Начало тому положил случай пустяшный. На третий день по приезде Мелания застала Парашу, томившуюся бездельем, в розарии. А как бы не томиться, она ж не Нелли, чтобы читать книги, хотя зады с ее помощью о прошлый год дотолмила. Отпроситься б в лес, да далеко ли уйдешь на этаких копытах?

– Бездельем, детонька, нечистого тешить в святых стенах негоже, – вынырнувшая из жилого крыла Меланья глядела на Парашу, впрочем, доброжелательно. – Пойдем-ко, поможешь мне в коровнике, только платьице надо передничком укрыть, твой больно легинькой, я дам.

– С радостью, матушка-сестрица! – Параша обрадовалась не шутя. Монастырский коровник оказался куда справнее господского в Сабурове.

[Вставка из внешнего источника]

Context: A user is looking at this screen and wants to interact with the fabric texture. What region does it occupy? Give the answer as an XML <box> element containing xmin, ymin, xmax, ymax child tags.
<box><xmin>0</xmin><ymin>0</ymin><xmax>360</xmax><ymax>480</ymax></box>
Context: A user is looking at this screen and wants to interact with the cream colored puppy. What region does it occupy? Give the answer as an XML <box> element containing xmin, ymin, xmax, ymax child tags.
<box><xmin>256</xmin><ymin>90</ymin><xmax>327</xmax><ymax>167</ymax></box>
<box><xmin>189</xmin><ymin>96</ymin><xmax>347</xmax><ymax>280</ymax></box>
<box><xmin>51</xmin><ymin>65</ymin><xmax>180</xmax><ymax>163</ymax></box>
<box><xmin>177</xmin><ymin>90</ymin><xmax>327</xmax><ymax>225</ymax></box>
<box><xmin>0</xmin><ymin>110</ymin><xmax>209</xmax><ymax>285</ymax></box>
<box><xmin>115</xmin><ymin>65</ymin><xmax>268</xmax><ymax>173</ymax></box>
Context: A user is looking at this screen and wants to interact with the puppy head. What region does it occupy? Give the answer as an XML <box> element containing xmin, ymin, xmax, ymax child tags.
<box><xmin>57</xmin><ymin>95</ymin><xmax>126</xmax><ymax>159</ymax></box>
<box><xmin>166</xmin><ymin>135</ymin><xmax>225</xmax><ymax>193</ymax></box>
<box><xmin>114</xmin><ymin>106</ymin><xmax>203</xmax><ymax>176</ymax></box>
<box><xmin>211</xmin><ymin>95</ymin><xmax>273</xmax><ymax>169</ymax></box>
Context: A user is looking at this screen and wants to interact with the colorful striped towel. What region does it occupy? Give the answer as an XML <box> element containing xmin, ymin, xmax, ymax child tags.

Однако ж, хотя белое платье и было защищено куском выданной послушницей мешковины, пришлось смотреть только под ноги, чтобы не запачкать навозом все те же окаянные «копыта» – бархатные туфли на лентах.

– Перед Богом, детонька, разницы нету, какого ты роду-званья, – приговаривала Мелания, выволакивая низкую скамеечку. – Здесь и черный труд не то, что в миру, брезговать им худо. Я тебе покажу, как коровушку доить, авось справишься.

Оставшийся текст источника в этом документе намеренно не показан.